Hematological malignancies are more aggressive in the elderly population with impairment of the bone marrow and immune system. Alterations associated with ineffective hematopoiesis include deficiencies in the innate immune system (decreased natural killer cell activity and phagocytosis) and in the adaptive immune system (reductions of B and T lymphocytes).15 Typical cell alterations of hematopoiesis in the elderly favor the appearance of abnormal clones in the bone marrow of these individuals. Among the associated factors are: genomic mutations secondary to oxidative stress, inadequate production of cytokines, impairment of modulation and inappropriate response to physiological and external stimuli.16 Indeed, somatic mutations of some pre-leukemic genes (TET2, DNMT3A, ASXL1 and PPM1D) are strongly associated with clonal hematopoiesis in the elderly.17

The results of this study demonstrated a predominance of hematological malignancies, especially in elderly women (209 cases – 55.0%); one reason is that women live longer than men. Life expectancy for men at age 60 is 8.4 years and for women it is 9.1 years, and cancer-related death is also higher for men compared to women (207.9 per 100,000 men/145.4 per 100,000 women).18

Performing cytogenetic examinations repeatedly at different ages is essential in assessing the temporal origin and stability of genetic abnormalities.7 However, the literature, as well as the results presented in this study (Table 4), show that more patients perform exams once (81.0%) than on several occasions (19.0%). A cross-sectional study of 3100 over 19-year-old people in Pelotas, Brazil, showed that of 4167 medical consultations, 67.6% had only one set of exam results.
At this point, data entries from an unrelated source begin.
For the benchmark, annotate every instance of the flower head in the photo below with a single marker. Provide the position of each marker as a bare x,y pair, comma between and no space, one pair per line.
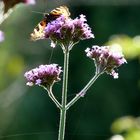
67,31
1,36
106,58
44,75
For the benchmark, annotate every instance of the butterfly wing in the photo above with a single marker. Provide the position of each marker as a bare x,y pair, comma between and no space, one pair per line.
62,10
38,32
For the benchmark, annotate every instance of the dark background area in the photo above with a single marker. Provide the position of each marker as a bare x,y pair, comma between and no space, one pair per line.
27,113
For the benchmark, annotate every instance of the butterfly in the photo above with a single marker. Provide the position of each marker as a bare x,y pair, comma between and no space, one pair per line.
38,32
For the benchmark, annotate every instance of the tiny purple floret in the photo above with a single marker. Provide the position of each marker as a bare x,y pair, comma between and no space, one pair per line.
30,2
1,36
44,75
106,58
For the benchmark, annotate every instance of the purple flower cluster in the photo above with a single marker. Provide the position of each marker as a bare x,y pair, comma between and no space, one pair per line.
44,75
67,31
106,58
1,36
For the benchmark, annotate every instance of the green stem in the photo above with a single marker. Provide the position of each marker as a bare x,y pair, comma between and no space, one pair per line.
50,93
64,97
83,91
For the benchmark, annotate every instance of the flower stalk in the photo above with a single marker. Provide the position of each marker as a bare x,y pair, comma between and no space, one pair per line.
51,95
64,96
83,91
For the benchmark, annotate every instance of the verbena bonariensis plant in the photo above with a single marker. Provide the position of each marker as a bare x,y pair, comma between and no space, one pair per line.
67,32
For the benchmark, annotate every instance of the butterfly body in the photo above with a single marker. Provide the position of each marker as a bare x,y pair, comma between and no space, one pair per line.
38,32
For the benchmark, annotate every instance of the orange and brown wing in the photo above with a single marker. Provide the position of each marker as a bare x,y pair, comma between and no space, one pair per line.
62,10
38,32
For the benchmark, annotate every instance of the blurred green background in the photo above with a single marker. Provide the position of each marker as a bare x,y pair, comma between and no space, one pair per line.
26,113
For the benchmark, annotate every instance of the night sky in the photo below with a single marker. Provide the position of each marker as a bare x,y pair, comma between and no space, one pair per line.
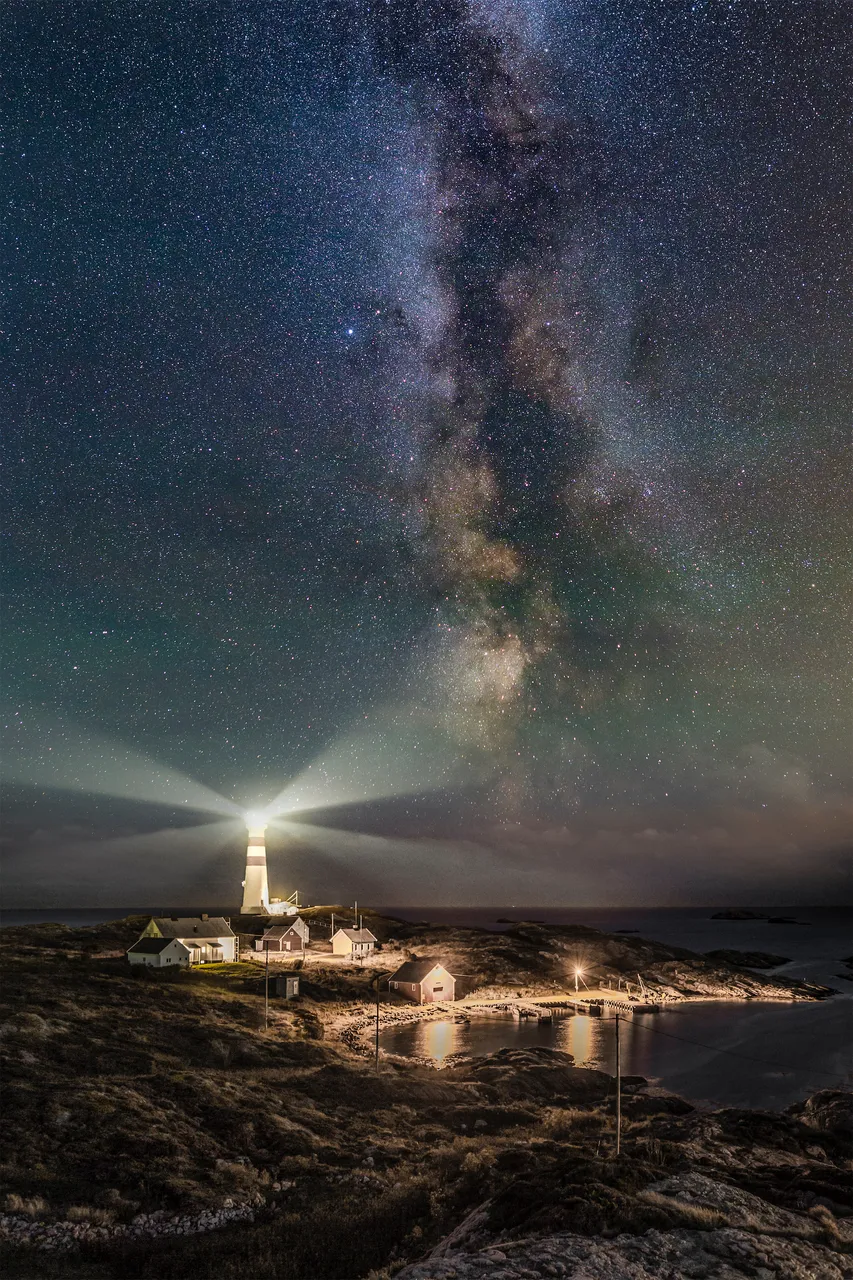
439,410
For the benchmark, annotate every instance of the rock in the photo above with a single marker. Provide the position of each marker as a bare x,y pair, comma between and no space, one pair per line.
748,959
830,1110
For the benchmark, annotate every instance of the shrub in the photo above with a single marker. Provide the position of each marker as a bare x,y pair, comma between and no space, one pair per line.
33,1206
89,1214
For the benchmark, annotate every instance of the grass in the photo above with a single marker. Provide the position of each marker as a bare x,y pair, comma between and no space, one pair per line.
127,1093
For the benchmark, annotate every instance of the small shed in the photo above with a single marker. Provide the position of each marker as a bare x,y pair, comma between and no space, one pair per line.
354,942
284,937
287,986
423,982
159,952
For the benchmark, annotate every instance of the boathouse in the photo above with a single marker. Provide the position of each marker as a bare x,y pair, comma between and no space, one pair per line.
292,936
159,952
423,982
354,942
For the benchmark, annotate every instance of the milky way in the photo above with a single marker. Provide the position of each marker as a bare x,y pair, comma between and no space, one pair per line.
465,375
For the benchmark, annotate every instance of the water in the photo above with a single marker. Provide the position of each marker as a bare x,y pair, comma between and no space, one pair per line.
743,1054
83,917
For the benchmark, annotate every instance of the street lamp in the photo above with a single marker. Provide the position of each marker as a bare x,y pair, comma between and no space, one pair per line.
377,981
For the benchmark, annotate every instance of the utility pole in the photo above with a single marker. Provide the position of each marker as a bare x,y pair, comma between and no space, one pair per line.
619,1093
267,986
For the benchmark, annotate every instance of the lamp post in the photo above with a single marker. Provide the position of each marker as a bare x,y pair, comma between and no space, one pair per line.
377,981
265,984
619,1093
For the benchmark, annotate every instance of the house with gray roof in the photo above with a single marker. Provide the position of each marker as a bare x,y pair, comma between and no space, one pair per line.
209,938
159,952
354,942
424,982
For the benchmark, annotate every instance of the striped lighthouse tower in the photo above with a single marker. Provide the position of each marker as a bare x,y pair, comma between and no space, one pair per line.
255,886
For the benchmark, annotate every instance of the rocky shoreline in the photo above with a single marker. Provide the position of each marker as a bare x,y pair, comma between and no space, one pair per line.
206,1134
62,1235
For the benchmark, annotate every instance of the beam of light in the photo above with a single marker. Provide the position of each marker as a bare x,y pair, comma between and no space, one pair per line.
174,865
65,757
396,753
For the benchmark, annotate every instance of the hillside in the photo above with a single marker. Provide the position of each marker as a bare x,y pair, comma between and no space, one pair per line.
138,1112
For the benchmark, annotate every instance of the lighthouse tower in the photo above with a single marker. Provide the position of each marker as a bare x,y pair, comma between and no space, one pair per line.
255,886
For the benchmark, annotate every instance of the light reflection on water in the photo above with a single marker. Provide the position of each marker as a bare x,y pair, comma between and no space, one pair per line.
740,1054
582,1037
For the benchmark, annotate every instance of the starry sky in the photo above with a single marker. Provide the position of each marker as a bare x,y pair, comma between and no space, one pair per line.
439,408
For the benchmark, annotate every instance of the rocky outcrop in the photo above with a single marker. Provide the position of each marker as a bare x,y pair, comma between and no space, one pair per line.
533,1074
720,1233
59,1237
830,1110
747,959
724,1253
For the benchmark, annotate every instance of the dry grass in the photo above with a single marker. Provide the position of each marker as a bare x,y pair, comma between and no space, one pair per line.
32,1206
697,1216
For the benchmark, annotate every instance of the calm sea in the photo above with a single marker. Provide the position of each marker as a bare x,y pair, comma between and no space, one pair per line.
748,1055
739,1054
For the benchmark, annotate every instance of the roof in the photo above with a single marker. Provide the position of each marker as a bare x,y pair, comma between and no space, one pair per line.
192,926
150,946
415,970
279,931
357,935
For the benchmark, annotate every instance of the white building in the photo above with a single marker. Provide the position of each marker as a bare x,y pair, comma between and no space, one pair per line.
208,937
159,952
256,883
354,942
292,936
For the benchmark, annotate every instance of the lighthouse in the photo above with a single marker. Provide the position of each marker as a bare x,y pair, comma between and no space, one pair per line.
255,886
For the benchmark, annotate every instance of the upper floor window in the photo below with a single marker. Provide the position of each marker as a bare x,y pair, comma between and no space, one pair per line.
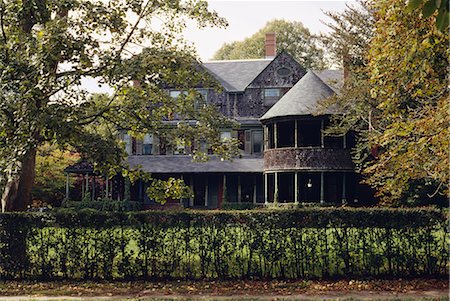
271,96
147,145
175,93
271,92
251,141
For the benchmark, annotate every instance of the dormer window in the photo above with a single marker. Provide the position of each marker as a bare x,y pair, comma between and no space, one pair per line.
284,71
271,96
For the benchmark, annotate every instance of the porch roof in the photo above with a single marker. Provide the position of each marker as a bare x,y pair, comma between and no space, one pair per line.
184,164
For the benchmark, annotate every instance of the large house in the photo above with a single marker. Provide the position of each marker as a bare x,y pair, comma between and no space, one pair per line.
285,155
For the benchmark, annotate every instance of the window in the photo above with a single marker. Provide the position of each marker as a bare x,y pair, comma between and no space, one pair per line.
252,140
147,145
284,71
309,133
257,141
174,93
226,135
271,92
271,96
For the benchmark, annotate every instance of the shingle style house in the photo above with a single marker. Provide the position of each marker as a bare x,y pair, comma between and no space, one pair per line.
285,156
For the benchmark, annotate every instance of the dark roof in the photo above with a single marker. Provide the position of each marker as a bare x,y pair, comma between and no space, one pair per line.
333,78
81,167
302,99
236,75
184,164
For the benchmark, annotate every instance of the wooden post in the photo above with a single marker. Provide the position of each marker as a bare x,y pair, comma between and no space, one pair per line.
296,187
275,193
224,188
239,189
266,201
275,135
322,188
67,186
296,134
206,192
344,142
344,183
254,189
107,188
322,139
191,184
93,188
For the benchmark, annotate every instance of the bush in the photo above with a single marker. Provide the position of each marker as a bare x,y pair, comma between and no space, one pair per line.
240,206
303,243
103,205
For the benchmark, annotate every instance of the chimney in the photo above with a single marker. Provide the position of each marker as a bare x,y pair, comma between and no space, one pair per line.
271,45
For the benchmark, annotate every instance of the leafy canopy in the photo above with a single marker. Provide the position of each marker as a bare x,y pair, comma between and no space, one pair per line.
291,36
48,47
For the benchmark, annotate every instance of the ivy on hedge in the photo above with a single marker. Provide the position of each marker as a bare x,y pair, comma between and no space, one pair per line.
313,242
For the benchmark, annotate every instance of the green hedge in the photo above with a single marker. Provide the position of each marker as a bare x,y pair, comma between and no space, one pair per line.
303,243
103,205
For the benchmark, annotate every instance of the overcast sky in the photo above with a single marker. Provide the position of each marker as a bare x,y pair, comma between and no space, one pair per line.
244,19
247,17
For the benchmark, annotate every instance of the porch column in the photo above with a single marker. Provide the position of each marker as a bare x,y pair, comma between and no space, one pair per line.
239,189
224,188
206,192
322,188
275,194
296,133
266,200
191,185
322,125
67,186
107,189
181,199
296,185
93,188
87,182
344,183
275,135
254,189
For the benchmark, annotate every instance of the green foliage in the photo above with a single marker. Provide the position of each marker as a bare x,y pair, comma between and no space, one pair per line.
50,181
306,243
430,8
48,47
291,36
102,205
162,190
239,206
395,99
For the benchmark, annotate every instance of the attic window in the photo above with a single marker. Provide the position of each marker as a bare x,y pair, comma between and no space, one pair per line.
284,71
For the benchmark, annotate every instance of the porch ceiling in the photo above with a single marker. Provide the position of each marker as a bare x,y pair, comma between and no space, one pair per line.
184,164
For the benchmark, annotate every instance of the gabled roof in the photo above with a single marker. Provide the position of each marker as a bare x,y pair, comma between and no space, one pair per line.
236,75
302,99
333,78
184,164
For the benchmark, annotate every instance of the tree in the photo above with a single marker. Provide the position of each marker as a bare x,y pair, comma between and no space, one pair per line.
50,180
291,36
408,63
47,47
397,100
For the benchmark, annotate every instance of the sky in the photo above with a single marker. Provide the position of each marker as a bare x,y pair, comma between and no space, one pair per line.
244,19
247,17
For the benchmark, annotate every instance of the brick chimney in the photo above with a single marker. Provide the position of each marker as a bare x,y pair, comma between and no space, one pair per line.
271,45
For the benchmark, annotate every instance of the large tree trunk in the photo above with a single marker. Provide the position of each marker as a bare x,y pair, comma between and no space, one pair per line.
17,193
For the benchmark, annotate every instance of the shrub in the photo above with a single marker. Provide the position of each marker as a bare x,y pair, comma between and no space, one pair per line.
103,205
302,243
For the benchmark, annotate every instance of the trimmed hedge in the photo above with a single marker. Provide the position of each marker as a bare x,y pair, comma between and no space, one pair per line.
103,205
303,243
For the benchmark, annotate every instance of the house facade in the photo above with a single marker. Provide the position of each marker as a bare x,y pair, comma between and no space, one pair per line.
284,155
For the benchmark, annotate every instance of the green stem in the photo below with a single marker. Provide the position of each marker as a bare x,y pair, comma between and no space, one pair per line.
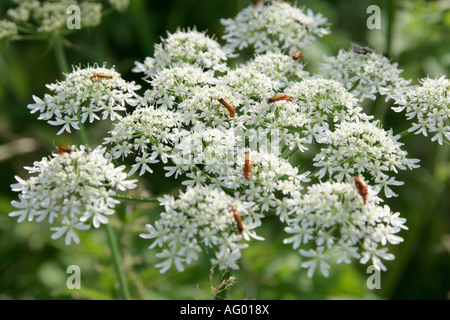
60,56
117,262
134,198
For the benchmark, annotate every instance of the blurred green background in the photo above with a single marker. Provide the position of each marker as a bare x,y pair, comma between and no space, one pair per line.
32,266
Being female and old age were the most prevalent demographic factors in the examination request.19

Although this study demonstrates a higher frequency of normal karyotypes among the elderly, some studies point to an increase in the number of karyotypes with chromosomal abnormalities with aging. A study conducted by researchers at the National Cancer Institute (NCI) as well as the Gene Environment Association Study (GENEVA) linked to the National Institute of Health (NIH) show that chromosomal abnormalities related to aging, including genetic mosaicism, may predispose this group to the development of hematological cancers (leukemia, lymphoma, myeloma).7,20 The GENEVA study, which investigated blood samples from more than 50,000 participants with clonal mosaicism (duplications, deletions and uniparental disomy) in 404 patients, reported a frequency of clonal mosaicism of <0.5% in under 50-year-old subjects and of 2–3% among the elderly.7 The high frequency of chromosome abnormalities in old age may be associated with an increase in the number of cell divisions of lymphocytes and the number of somatic cells with mutations resulting from the progressive decline of the maintenance of genomic mechanisms in this phase of life.21–23

The results observed correlating hematological malignancies with patients’ age resemble other studies. According to the SEER Cancer Statistics Review, using data from 1975 to 2013, ALL is the most common neoplasm in children, adolescents and young adults and myelodysplastic syndrome is the most common disease in elderly people aged 60–69 years and 70–79 years. Contrary to the results presented, of the myeloproliferative neoplasms, CML is known to be diagnosed in the elderly population of 65–74 years, and AML in patients with a mean age of 67 years.24

With respect to AML, three hypotheses differentiate this neoplasm between the young and the elderly. In young people, it occurs due to the restricted number of mutational events limiting the diversity of subclones that are responsible for keeping cellular functions intact. In the elderly, mutational events cause multiple leukemic subclones with mechanisms of chemical resistance. The latter hypothesis states that the nature of the neoplasm is determined by the age of the hematopoietic stem cell.25

Some authors suggest that the number of mature cells produced by each hematopoietic stem cell declines with age.26 In fact, specific leukemia in the elderly is molecularly and functionally different from that found among young adults. Overexpression of Bcr-Abl in stem cells of the elderly alters the kinetics of the disease in a different way to overexpression in young stem cells.27 Therefore, failures in the ability of aged hematopoietic stem cells to respond appropriately to cell self-renovation and differentiation may predispose individuals to the appearance of hematological disorders.26

Research on cytogenetic and epidemiological etiology of hematological malignancies is scarce in the scientific literature and the presented results highlight the importance of studying patient profiles to gain knowledge of risk and genetic mechanisms related to these neoplasms. With the increase in life expectancy and consequently the elderly population worldwide, a substantial increase in multiple hematological cancers is expected in coming decades.26


The results suggest a high frequency of hematological malignancies among the elderly and a possible association of aging with the origin of cytogenetic alterations in respect to neoplasms. Errors in gene maintenance mechanisms and failures in the production of blood cells by hematopoiesis linked to deficiencies of the immune system of the elderly can lead to the formation of cells with mutations in genes favoring the appearance of chromosomal alterations and hematological malignancies.

Conflicts of interest

The authors declare no conflict of interest.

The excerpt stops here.